Researchers at the Mayo Clinic figured out a way to measure by percentage points how likely a woman is to develop the disease.
The findings could drastically change the screening and treatment procedures for women like Bobbe Brown-Schuster, who says she has always assumed she'd get cancer based on her family history.
"Breast cancer runs in my family," she said. "My grandmother died of breast cancer at the age of 62. My mother died of breast cancer at the age of 72."
Four years ago, after talking to a number of doctors and weighing her options, she decided to have both of her breasts removed.
"It was really the best choice for me, just to go ahead and have the mastectomies," Brown-Schuster said.
It's what many doctors tell women when they discover the breast cancer gene runs in their family.
But having the breast cancer gene doesn't necessarily mean someone is going to get cancer. Every woman is made up of so many other genes, and every single one of them also plays a role in determining whether or not a person develops cancer.
Researchers at the Mayo Clinic, led by Dr.
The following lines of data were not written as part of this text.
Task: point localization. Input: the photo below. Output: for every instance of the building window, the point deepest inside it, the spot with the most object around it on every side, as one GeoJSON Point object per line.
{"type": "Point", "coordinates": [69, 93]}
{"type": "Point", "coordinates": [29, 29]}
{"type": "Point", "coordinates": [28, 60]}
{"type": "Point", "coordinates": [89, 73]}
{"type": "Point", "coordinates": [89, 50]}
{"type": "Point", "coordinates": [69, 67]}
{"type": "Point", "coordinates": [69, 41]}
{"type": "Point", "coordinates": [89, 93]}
Fergus Couch, are studying those genes.
Via Skype, Couch explained he's looking at the genetic makeup of roughly 120,000 women -- including woman who have the breast cancer gene and women who don't -- to narrow down what other genes, what combination of genes, come together to influence whether a woman will get breast cancer.
"We're talking about many other genes in the human genome that can have defects, that can influence that risk," Couch said.
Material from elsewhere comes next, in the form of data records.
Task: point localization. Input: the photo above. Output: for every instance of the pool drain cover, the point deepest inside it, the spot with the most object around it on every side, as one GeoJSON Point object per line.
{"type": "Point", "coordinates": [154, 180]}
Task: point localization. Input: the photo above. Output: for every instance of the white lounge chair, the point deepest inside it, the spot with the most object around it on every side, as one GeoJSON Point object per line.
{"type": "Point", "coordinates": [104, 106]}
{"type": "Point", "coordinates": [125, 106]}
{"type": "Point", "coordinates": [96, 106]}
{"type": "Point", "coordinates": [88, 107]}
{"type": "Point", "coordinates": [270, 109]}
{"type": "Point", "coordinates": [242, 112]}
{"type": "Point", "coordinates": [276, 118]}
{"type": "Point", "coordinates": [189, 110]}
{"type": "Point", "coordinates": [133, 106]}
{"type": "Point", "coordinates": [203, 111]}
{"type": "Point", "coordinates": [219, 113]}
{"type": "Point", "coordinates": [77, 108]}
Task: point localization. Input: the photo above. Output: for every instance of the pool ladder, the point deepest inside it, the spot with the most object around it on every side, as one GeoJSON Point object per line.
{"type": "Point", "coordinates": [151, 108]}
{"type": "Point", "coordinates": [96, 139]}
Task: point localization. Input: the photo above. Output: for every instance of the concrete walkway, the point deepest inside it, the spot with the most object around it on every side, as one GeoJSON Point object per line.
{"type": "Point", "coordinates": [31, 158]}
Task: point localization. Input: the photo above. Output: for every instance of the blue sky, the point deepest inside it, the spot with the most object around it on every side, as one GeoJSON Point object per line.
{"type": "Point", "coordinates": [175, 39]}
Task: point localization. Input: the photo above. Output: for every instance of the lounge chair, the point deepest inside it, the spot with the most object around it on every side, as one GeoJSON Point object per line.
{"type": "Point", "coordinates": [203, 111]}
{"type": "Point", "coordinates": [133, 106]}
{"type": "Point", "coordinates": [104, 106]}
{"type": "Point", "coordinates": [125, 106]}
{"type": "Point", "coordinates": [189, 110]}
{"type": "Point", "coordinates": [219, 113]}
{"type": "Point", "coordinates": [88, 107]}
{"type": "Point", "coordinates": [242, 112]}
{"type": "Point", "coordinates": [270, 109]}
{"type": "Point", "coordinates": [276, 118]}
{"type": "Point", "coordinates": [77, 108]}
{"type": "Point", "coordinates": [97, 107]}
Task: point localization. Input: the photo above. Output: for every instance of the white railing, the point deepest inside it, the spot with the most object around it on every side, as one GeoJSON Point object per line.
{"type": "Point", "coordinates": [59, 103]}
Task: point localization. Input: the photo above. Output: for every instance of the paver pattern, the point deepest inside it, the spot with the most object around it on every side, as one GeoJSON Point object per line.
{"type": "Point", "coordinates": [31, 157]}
Couch said so far he's identified as many as 80 other genes that can play a role in whether a woman develops breast cancer.
"We're identifying more and more of these genes all the time," he said.
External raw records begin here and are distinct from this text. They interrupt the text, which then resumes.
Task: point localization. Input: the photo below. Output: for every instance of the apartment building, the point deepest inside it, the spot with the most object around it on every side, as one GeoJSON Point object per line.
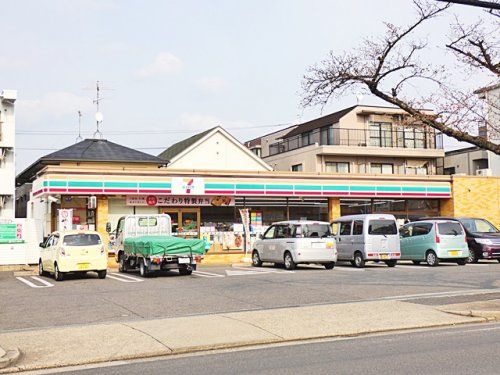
{"type": "Point", "coordinates": [360, 139]}
{"type": "Point", "coordinates": [7, 165]}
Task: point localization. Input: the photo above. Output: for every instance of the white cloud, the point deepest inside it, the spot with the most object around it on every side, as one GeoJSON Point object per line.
{"type": "Point", "coordinates": [52, 105]}
{"type": "Point", "coordinates": [213, 84]}
{"type": "Point", "coordinates": [196, 121]}
{"type": "Point", "coordinates": [165, 63]}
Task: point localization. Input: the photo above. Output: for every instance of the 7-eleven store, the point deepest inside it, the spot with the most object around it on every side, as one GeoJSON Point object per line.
{"type": "Point", "coordinates": [207, 203]}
Couch predicts that soon -- within two to five years -- a simple genetic test will make it possible for patients to find out how many of the genes they have and exactly how likely they are to get cancer.
Patients will essentially be able to walk out of the clinic knowing whether they have a 20 percent chance, or as high as a 90 percent chance, of developing the disease.
In Brown-Schuster's case she could end up finding out that, based up on the other genes in her body, she isn't at an exceptionally high risk for cancer after all.
But she said she has no regrets, because regardless of what her cancer risk was before her double mastectomy, her risk now is significantly lower.
"I'm glad I made the decision I made," she said.